# Freys Vermifuge Baltimore bottle 1840-1850s?



## eugysworld (Jan 21, 2012)

Just dug this one up not too long ago, would like to know what the price range is for it.

 Could use a little cleaning but no cracks or chips.

 Thanks!


----------



## baltbottles (Jan 21, 2012)

Is it pontiled?

 Chris


----------



## eugysworld (Jan 21, 2012)

No ponitl hole, but a line going from one edge acrossed to the other.


----------



## baltbottles (Jan 21, 2012)

That would make it a hinge mold example and dates it to the 1860s. This mold does come open pontiled. However the pontiled examples usually have a thin flared lip. Here is a pontiled example from my collection blown in the same mold and likely dates to the 1850s. There is also an earlier mold that dates to the 1840s.

 Chris


----------



## baltbottles (Jan 21, 2012)

And here is a hinge mold example similar to yours. Also blown in the same mold.

 Chris


----------



## eugysworld (Jan 21, 2012)

Yeah, the bottom example is the same. Thanks for your help!
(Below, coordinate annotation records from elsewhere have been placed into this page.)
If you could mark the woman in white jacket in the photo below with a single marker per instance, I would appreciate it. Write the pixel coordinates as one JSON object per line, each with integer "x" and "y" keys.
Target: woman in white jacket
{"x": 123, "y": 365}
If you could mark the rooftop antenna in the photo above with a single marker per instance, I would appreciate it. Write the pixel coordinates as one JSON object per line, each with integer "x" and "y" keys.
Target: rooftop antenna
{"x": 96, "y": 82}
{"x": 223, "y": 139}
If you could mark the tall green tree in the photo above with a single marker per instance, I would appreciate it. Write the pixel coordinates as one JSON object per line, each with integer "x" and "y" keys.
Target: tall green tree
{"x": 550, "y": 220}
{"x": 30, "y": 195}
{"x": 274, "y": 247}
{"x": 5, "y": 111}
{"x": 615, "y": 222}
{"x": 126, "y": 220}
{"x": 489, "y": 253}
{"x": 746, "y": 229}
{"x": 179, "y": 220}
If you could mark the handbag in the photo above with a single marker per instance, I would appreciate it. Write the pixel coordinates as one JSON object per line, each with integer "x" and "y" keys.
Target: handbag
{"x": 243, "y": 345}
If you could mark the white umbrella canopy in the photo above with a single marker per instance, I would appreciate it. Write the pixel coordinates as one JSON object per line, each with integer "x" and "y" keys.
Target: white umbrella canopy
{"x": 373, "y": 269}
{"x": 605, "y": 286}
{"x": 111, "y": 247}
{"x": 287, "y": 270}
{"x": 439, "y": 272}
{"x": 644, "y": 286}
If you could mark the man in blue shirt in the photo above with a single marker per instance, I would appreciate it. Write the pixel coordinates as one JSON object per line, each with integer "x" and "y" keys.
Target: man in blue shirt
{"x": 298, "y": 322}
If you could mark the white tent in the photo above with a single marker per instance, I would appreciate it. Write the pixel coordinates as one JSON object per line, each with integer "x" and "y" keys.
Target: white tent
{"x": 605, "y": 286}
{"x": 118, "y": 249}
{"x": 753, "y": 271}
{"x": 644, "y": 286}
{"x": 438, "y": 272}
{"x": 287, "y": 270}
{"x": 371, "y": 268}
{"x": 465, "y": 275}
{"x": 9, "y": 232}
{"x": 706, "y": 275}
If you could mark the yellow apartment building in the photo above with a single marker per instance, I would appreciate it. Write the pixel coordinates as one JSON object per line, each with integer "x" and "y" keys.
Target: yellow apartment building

 What would be your estimate on pricing?


----------



## baltbottles (Jan 21, 2012)

The hinge mold example are probably $15-$20

 Chris


----------



## eugysworld (Jan 21, 2012)

Okay, cool thanks. 

 Also, I noticed you responded to the BBco Amber bottle. What would you put price wise for that?


----------



## CWBookAuthor (Jan 24, 2012)

*Freys Vermifuge Baltimore bottle - Civil War*

Your bottle seems to be the same as one I dug in a Alexandria, VA, CIVIL WAR PERIOD PIT. It seems that far too many people find an earlier pit but claim it's from the 1850's. When there is no pontil, they claim it to be from the 1870's and earlier. It's a decent find! By the way, I was then a archalogical guy with a museum.

 Mike


----------



## eugysworld (Jan 24, 2012)

*RE: Freys Vermifuge Baltimore bottle - Civil War*

Yeah, when I first researched I only saw the top of the bottle and just assumed that it was 1840/50's. Then realized with no pontil it was much later. Still a cool find, very fragile glass I'm surprised it lasted. It's one of the many but I couldn't find a price which is why I posted. Thanks!


----------